Bug #7631
synchronization not processing v1 Member Nodes
100%
Description
Following up on issue with EDACGSTORE; Marco "found that cn.dataone.org synchronization is only happening for KNB and GOA since about 2016-01-28 10:05:00 GMT"
KNB and GOA are v2 member nodes. all others are not synchronizing.
Subtasks
Related issues
History
#1 Updated by Rob Nahf almost 9 years ago
stack trace shows all threads (at least greater than 20 threads) held up by a lock on RestClient.doRequestNoBody, a synchronized method.
All NodeCommunication within the same version use the same RestClient, so a hung call via the synchronized doRequestNoBody method is indeed able to block all communication to v1 nodes.
We use timeouts, but apparently, HttpClient 4.3.3 is susceptible to not timing out. see: https://issues.apache.org/jira/browse/HTTPCLIENT-1478.
Now that RestClient passes in a RequestConfiguration with the calls, we have less reason to keep the methods synchronized, and can minimize the affect of a hung call for multithreaded applications.

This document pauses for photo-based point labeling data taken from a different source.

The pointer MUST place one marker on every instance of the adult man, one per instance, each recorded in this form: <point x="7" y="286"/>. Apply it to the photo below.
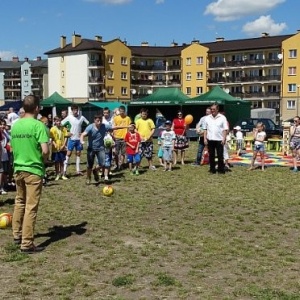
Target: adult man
<point x="146" y="127"/>
<point x="95" y="133"/>
<point x="215" y="131"/>
<point x="200" y="131"/>
<point x="29" y="141"/>
<point x="107" y="119"/>
<point x="11" y="116"/>
<point x="121" y="123"/>
<point x="75" y="122"/>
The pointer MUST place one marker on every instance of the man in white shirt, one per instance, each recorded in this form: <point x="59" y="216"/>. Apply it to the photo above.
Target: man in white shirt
<point x="215" y="131"/>
<point x="74" y="122"/>
<point x="200" y="131"/>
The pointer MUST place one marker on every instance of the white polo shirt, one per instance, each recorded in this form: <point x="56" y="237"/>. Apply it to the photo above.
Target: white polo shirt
<point x="215" y="127"/>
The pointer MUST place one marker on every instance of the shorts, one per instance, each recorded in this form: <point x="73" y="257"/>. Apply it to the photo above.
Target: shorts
<point x="74" y="144"/>
<point x="133" y="158"/>
<point x="99" y="154"/>
<point x="146" y="149"/>
<point x="181" y="142"/>
<point x="120" y="147"/>
<point x="59" y="156"/>
<point x="167" y="154"/>
<point x="295" y="144"/>
<point x="259" y="148"/>
<point x="160" y="152"/>
<point x="239" y="144"/>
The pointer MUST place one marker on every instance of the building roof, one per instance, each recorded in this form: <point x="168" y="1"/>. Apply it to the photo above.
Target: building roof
<point x="84" y="45"/>
<point x="246" y="44"/>
<point x="157" y="51"/>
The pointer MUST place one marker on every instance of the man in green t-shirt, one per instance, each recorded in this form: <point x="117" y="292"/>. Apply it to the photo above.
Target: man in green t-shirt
<point x="29" y="140"/>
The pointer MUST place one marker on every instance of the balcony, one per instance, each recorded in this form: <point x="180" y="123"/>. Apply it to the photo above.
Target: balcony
<point x="96" y="63"/>
<point x="244" y="63"/>
<point x="96" y="80"/>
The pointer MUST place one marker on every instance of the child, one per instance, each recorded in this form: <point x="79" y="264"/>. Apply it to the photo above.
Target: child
<point x="259" y="145"/>
<point x="109" y="144"/>
<point x="168" y="138"/>
<point x="239" y="140"/>
<point x="133" y="140"/>
<point x="58" y="135"/>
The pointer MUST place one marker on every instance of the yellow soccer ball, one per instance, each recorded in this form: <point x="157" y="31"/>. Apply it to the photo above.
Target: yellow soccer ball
<point x="108" y="190"/>
<point x="5" y="220"/>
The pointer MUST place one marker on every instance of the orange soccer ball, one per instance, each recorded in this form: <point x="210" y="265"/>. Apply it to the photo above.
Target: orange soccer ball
<point x="188" y="119"/>
<point x="5" y="220"/>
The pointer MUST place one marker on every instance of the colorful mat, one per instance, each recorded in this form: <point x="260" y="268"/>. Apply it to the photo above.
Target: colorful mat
<point x="272" y="159"/>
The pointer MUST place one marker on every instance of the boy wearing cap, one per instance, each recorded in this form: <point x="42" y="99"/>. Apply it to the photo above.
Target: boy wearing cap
<point x="168" y="138"/>
<point x="239" y="139"/>
<point x="132" y="140"/>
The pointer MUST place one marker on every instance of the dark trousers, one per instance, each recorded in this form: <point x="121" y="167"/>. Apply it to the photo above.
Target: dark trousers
<point x="200" y="150"/>
<point x="214" y="146"/>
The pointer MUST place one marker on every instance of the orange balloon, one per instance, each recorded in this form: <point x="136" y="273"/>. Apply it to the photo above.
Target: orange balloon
<point x="188" y="119"/>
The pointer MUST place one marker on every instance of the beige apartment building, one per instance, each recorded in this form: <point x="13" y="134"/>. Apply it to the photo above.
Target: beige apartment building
<point x="261" y="70"/>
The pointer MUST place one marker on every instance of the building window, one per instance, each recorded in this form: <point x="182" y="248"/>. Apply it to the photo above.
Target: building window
<point x="123" y="75"/>
<point x="292" y="71"/>
<point x="293" y="53"/>
<point x="110" y="59"/>
<point x="123" y="60"/>
<point x="199" y="75"/>
<point x="291" y="104"/>
<point x="199" y="90"/>
<point x="292" y="88"/>
<point x="199" y="60"/>
<point x="123" y="90"/>
<point x="110" y="90"/>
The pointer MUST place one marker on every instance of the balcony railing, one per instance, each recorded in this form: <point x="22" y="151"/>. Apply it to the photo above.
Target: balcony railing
<point x="96" y="79"/>
<point x="260" y="95"/>
<point x="96" y="63"/>
<point x="246" y="62"/>
<point x="244" y="79"/>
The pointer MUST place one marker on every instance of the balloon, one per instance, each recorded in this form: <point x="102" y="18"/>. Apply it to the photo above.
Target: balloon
<point x="188" y="119"/>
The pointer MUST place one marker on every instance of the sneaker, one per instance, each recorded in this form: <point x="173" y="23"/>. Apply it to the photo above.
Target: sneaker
<point x="17" y="241"/>
<point x="96" y="175"/>
<point x="32" y="250"/>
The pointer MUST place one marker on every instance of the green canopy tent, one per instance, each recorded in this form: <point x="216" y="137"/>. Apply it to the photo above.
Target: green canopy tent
<point x="233" y="108"/>
<point x="90" y="109"/>
<point x="167" y="100"/>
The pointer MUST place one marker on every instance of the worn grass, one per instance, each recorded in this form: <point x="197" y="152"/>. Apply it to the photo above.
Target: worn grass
<point x="184" y="234"/>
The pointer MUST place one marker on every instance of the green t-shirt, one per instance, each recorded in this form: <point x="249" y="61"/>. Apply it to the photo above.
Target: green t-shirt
<point x="27" y="135"/>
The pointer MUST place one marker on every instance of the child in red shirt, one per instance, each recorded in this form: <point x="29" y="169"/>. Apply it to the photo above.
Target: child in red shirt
<point x="133" y="140"/>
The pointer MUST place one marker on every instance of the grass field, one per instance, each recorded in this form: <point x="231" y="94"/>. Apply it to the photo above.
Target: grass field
<point x="185" y="234"/>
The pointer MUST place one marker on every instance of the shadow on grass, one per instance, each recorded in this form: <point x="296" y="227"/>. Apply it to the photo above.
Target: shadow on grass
<point x="57" y="233"/>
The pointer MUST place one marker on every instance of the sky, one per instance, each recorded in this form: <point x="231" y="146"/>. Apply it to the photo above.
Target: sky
<point x="32" y="27"/>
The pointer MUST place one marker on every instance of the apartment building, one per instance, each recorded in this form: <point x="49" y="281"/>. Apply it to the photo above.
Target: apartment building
<point x="21" y="78"/>
<point x="260" y="70"/>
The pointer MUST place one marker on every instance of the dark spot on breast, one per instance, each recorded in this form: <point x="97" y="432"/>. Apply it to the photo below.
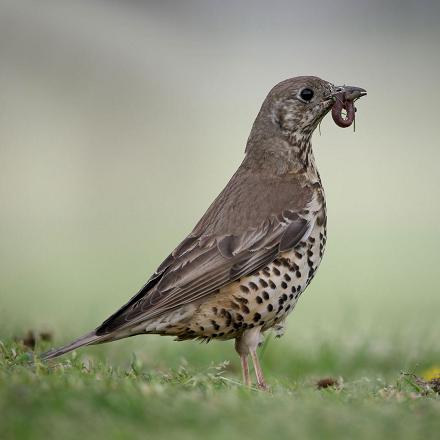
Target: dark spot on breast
<point x="245" y="309"/>
<point x="253" y="286"/>
<point x="285" y="262"/>
<point x="263" y="282"/>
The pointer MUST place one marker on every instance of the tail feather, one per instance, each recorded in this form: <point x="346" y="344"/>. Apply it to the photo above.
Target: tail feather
<point x="88" y="339"/>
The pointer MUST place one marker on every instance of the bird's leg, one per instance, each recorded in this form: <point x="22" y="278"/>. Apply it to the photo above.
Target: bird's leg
<point x="246" y="344"/>
<point x="258" y="371"/>
<point x="245" y="370"/>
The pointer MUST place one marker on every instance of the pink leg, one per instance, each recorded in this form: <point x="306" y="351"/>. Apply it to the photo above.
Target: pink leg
<point x="245" y="369"/>
<point x="258" y="371"/>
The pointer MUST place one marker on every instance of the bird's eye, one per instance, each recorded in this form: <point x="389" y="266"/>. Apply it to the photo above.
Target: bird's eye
<point x="306" y="94"/>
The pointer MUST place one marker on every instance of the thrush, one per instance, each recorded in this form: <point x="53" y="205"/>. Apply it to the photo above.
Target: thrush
<point x="242" y="269"/>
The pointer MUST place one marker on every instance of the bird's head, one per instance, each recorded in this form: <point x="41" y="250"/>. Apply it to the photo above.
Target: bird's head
<point x="297" y="105"/>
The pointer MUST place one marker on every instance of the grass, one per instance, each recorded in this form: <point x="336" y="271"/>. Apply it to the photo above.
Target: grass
<point x="86" y="395"/>
<point x="363" y="327"/>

Attempts to recreate the hung HttpClient call have failed (trying to call CLO eBird.)
SynchronizeTask910" daemon prio=10 tid=0x00007ff8c0009800 nid=0x61f1 waiting for monitor entry [0x00007ff964fce000]
java.lang.Thread.State: BLOCKED (on object monitor)
at org.dataone.client.rest.RestClient.doRequestMMBody(RestClient.java:245)
- waiting to lock (a org.dataone.client.rest.RestClient)
at org.dataone.client.rest.RestClient.doPostRequest(RestClient.java:192)
"SynchronizationQuartzScheduler_Worker-35" prio=10 tid=0x0000000002df5000 nid=0x2e15 waiting for monitor entry [0x00007ff98dddc000]
java.lang.Thread.State: BLOCKED (on object monitor)
at org.dataone.client.rest.RestClient.doRequestNoBody(RestClient.java:212)
- waiting to lock (a org.dataone.client.rest.RestClient)
at org.dataone.client.rest.RestClient.doGetRequest(RestClient.java:148)
"SynchronizationQuartzScheduler_Worker-38" prio=10 tid=0x0000000002dfb000 nid=0x2e18 runnable [0x00007ff98dad8000]
java.lang.Thread.State: RUNNABLE
at java.net.SocketInputStream.socketRead0(Native Method)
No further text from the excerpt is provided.